I was just chatting with Josie, former babysitter, the other night. I was dissing marriage to her. Saying Let’s face it, married couple love is way overrated. That relationship is so fetishized by, oh, I don’t know, diamond companies, candymakers, Valentine’s revelers, Catholic priests. If we are going to celebrate love, let’s expand our concept of love a wee bit.

Let’s celebrate a love of a single mother for her kids, a sister for her brother, two dear old friends, a son for his dad, an aunt for her nephew, a student for his teacher, a pastor for her flock, a babysitter for her kids. I dunno. I’m just sick of all the brouhaha over marriage.

My point is — it’s wrong to send love like a garden hose in just one direction. That won’t water the garden. Hook it up to a sprinkler and let love be more like a fountain — spraying in many directions and watering a wider land.

I’m digressing.

I want to tweak my P.O.P. concept. Make it P.O.U.P. — Pile on Useful People. Because just a pile of people gets unwieldy. And given that I’m a real people pleaser, when you have to please unwieldy people, it’s a real drag. So try to see that the people in your life add, not take away.

A Garden hose.
A Garden hose. (Photo credit: Wikipedia)

When I started on WordPress in July 2009, I had four blogs. This blog appeared on the first.

  • To offer advice on staying happy – My 7 Rules
  • To document my beautiful NYC – My Beautiful New York
  • To run a 5k – Running Aground
  • To get my kids off technology – The Connected Life

***

Looking this first post over, I realized that the topic is still relevant as last night at book club, while discussing Alice Munro’s Lives of Girls and Women, we got into this same conversation about marriage again.

I contend that it is not right or fair or realistic to expect one person to be everything to you. Shouldn’t we pile on the the people? The more, the merrier.

Change Is Good

“The framers of the constitution meant for it to be continuously updated,” my 11th grade son said at last night’s late-night dinner. “Jefferson and them would’ve thought it was a joke that we still have the right to bear arms and all that.”

This shocked me. Is not the constitution like the bible — holy, sacred, untouchable? Maybe when we lock up our books instead of live them, we lose our self determination. We entrust our happiness to people who wrote documents hundreds of years ago. And not realize we have powers ourselves.

“Other countries amend their constitutions all the time,” my son told me.

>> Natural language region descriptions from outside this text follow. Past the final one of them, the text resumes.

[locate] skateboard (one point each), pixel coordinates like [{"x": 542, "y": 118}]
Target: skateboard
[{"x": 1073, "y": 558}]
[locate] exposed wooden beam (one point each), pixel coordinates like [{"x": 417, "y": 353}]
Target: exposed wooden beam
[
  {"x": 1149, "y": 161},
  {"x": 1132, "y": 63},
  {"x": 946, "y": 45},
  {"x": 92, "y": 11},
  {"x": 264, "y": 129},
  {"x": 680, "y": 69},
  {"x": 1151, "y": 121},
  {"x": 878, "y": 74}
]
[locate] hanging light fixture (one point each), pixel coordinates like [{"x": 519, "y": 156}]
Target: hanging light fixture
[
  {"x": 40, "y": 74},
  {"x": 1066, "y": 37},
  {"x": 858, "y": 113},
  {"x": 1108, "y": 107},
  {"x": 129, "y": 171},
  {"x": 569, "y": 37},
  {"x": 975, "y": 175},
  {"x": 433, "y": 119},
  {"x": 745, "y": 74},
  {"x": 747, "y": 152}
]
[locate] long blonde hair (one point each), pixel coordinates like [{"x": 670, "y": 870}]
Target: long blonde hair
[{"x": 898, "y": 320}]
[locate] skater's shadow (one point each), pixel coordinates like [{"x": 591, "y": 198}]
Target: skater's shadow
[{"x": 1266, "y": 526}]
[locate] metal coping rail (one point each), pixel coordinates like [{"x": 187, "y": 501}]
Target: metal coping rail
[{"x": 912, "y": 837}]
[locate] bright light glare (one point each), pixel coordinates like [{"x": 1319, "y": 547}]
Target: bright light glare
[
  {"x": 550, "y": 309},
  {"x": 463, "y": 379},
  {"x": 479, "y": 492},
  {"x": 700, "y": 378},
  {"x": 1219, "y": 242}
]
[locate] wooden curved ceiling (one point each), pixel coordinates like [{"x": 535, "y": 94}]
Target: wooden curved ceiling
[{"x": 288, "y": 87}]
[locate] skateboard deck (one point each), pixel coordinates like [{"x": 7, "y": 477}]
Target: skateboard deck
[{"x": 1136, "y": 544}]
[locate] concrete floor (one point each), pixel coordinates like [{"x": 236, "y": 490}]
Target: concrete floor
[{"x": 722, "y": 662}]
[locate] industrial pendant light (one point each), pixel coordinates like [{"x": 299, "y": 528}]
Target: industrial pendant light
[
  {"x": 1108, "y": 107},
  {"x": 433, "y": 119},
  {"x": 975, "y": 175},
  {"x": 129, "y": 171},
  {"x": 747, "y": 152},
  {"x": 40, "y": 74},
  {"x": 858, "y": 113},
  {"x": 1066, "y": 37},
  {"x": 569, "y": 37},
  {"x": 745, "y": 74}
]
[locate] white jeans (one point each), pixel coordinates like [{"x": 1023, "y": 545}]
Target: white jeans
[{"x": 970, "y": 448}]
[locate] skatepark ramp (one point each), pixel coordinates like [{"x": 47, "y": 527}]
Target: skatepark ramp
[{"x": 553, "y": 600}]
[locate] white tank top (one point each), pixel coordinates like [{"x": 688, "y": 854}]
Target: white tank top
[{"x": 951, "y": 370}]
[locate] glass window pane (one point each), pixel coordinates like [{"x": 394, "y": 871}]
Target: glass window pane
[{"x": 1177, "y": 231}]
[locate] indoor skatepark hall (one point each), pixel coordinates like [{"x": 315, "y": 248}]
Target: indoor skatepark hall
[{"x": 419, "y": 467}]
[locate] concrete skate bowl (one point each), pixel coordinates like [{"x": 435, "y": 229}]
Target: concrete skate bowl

I thought of South Africa – in my lifetime – my adulthood, no less – it has revised its constitution to make it more inclusive, more just. The South African constitution has allowed gay marriage, abolished the death penalty, and guaranteed the participation of women and immigrants.

Thank you, South Africa and Nelson Mandela!

I was thinking about all this while I was stuck on a subway bound for New Work City Chinatown. On my iPhone I read the St. Paul and St. Andrew Advent email message from my friend Peggy. She advocated for the United Methodist Church to continue to grow and find new ways to love one another. Like new life on a tree, religions could include and love everyone, regardless of how or who they love.

Beautiful, living, and valuable books and sacred institutions, like religions and marriages, must grow too. Or whither and die.

Today’s daily prompt is about learning. I am lover of learning. I am especially curious on how framers and faith leaders write sacred books and readers read them.

I love learning about happiness and rewiring myself to have a happy life, or at least a meaningful life, given challenges which include patience around my husband’s chronic illness.

Let’s seize our right to grow, even in our constitutions. Let’s seize the day.